Immunofluorescence and FISH microscopy
Microscopy images were acquired on a CellVoyager 7000 microscope (Yokogawa) equipped with an enhanced CSU-W1 spinning disk (Microlens-enhanced dual Nipkow disk confocal scanner, wide view type) and Andor cSMOS cameras or on a CellVoyager 8000 microscope (Yokogawa) equipped with CSU-W1 spinning disk and ORCA-Flash4.0 V3 cameras. Images were acquired using a 60x Nikon water immersion objective (NA = 1.2) or 40x Nikon air objective (NA = 0.95) on the CellVoyager 7000, and using a UPLSAP60xW customized Yokogawa objective (NA = 1.2) on the CellVoyager 8000. Z-stacks with a 1 μm spacing were acquired per site, spanning the whole height of the sample (12–20 μm). For subsequent processing, maximum intensity projections (MIPs) were performed for each site, except where noted.
Image processing
Nuclear speckles were segmented based on SC35 or SON intensity images using the pixel classifier functionality of Ilastik v1.4.0116,117. Nuclei were segmented based on DAPI intensity images using Cellpose118. Image processing was performed on a computing cluster (ScienceCloud) (https://www.zi.uzh.ch/en/teaching-and-research/science-it/computing/sciencecloud.html) provided by the Service and Support for Science IT (S3IT) facility of the University of Zurich (UZH) using TissueMAPS (https://github.com/pelkmanslab/TissueMAPS), Fractal (https://fractal-analytics-platform.github.io/) and custom Python scripts. Pearson correlation coefficients were calculated in python using scipy.stats.
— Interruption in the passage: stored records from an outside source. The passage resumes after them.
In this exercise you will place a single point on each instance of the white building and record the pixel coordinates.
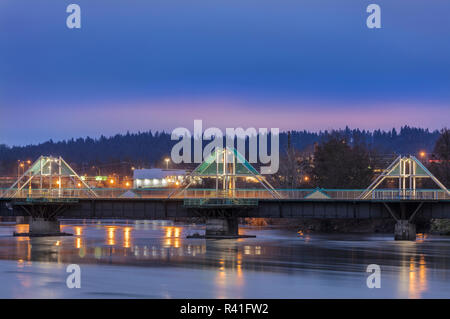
(156, 177)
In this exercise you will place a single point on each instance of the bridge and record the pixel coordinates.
(51, 190)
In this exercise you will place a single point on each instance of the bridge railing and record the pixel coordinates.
(295, 194)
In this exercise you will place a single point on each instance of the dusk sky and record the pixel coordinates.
(292, 64)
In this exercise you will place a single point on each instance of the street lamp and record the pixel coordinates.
(167, 160)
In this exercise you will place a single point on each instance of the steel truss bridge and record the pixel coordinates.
(34, 195)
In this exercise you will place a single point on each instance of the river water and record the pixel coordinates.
(153, 259)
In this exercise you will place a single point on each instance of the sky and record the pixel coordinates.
(137, 65)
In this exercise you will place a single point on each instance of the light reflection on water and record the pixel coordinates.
(276, 264)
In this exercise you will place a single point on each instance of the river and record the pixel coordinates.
(153, 259)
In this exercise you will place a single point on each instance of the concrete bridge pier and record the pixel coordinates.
(42, 217)
(404, 230)
(42, 227)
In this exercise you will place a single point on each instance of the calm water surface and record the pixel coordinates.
(153, 259)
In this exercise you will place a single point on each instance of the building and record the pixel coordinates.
(156, 177)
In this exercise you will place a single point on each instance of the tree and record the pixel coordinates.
(337, 164)
(441, 166)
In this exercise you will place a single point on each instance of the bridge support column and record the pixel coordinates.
(227, 227)
(41, 227)
(404, 230)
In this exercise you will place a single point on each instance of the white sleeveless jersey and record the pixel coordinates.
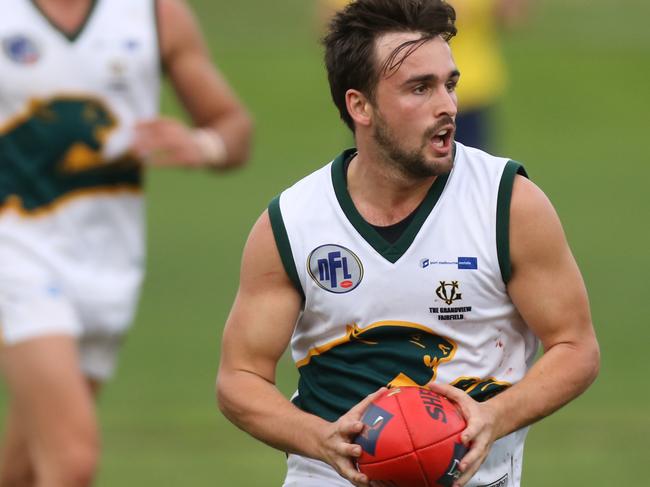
(433, 305)
(70, 193)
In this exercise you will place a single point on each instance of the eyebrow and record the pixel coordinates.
(429, 77)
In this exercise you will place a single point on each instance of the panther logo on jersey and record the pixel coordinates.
(390, 353)
(58, 142)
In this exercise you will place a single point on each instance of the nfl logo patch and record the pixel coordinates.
(21, 49)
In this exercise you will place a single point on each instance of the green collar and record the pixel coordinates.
(71, 36)
(391, 252)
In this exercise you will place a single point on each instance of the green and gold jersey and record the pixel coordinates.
(431, 306)
(70, 191)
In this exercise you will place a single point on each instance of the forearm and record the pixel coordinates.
(257, 407)
(559, 376)
(236, 130)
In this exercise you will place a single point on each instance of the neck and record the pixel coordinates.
(380, 192)
(68, 15)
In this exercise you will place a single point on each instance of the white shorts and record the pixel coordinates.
(37, 300)
(502, 467)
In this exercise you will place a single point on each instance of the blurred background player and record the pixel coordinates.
(478, 55)
(78, 117)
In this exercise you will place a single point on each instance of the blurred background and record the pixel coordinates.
(575, 113)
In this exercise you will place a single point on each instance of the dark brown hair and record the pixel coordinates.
(350, 55)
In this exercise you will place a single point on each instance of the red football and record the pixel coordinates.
(411, 438)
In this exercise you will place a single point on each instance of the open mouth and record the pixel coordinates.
(442, 139)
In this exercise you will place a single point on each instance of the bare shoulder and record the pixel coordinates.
(261, 263)
(536, 233)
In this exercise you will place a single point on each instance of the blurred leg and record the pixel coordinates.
(15, 463)
(54, 425)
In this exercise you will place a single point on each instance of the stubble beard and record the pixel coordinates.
(411, 163)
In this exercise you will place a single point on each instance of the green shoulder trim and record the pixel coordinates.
(503, 216)
(282, 241)
(391, 252)
(71, 36)
(156, 17)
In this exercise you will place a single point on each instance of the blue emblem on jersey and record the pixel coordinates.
(467, 263)
(21, 49)
(374, 421)
(335, 268)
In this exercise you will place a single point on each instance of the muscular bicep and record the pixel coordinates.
(546, 285)
(264, 314)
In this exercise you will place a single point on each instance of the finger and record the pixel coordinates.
(350, 428)
(448, 391)
(350, 450)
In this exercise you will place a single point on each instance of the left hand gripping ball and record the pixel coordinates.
(411, 438)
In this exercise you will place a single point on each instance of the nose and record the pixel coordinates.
(446, 103)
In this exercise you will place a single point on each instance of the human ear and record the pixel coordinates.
(359, 107)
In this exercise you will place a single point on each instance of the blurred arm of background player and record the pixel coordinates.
(223, 130)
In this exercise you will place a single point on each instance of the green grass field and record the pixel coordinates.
(576, 115)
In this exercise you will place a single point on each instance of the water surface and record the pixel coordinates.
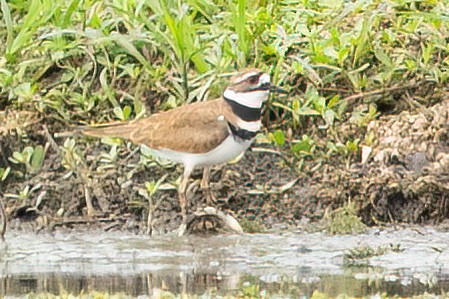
(290, 264)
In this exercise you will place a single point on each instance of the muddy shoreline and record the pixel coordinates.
(398, 176)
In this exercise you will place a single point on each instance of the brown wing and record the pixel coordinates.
(195, 128)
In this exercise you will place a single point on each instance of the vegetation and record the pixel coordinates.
(67, 63)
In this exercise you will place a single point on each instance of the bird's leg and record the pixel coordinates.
(182, 193)
(205, 186)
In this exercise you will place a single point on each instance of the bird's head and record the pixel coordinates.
(250, 88)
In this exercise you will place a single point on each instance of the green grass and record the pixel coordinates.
(77, 62)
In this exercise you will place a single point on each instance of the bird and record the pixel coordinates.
(200, 134)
Pseudocoloring of smFISH images
Intensity values of smFISH images were mapped to different color gradients depending on the subcellular localization of the signal. Signal overlapping with nuclear speckle segmentation (FISH ∩ nuclear speckles, based on SON-mEGFP or SC35 antibody staining) was mapped to an orange gradient, while signal not overlapping with speckles (FISH \ nuclear speckles) was mapped to a blue gradient. Intensities for the same smFISH target were always scaled the same way across both gradients. Outlines of nuclei (segmented based on DAPI) and nuclear speckles (segmented based on SC35) are indicated by white overlays. Color gradients were applied in Python using the microfilm package v0.2.1.
Reporting summary
Further information on research design is available in the Nature Portfolio Reporting Summary linked to this article.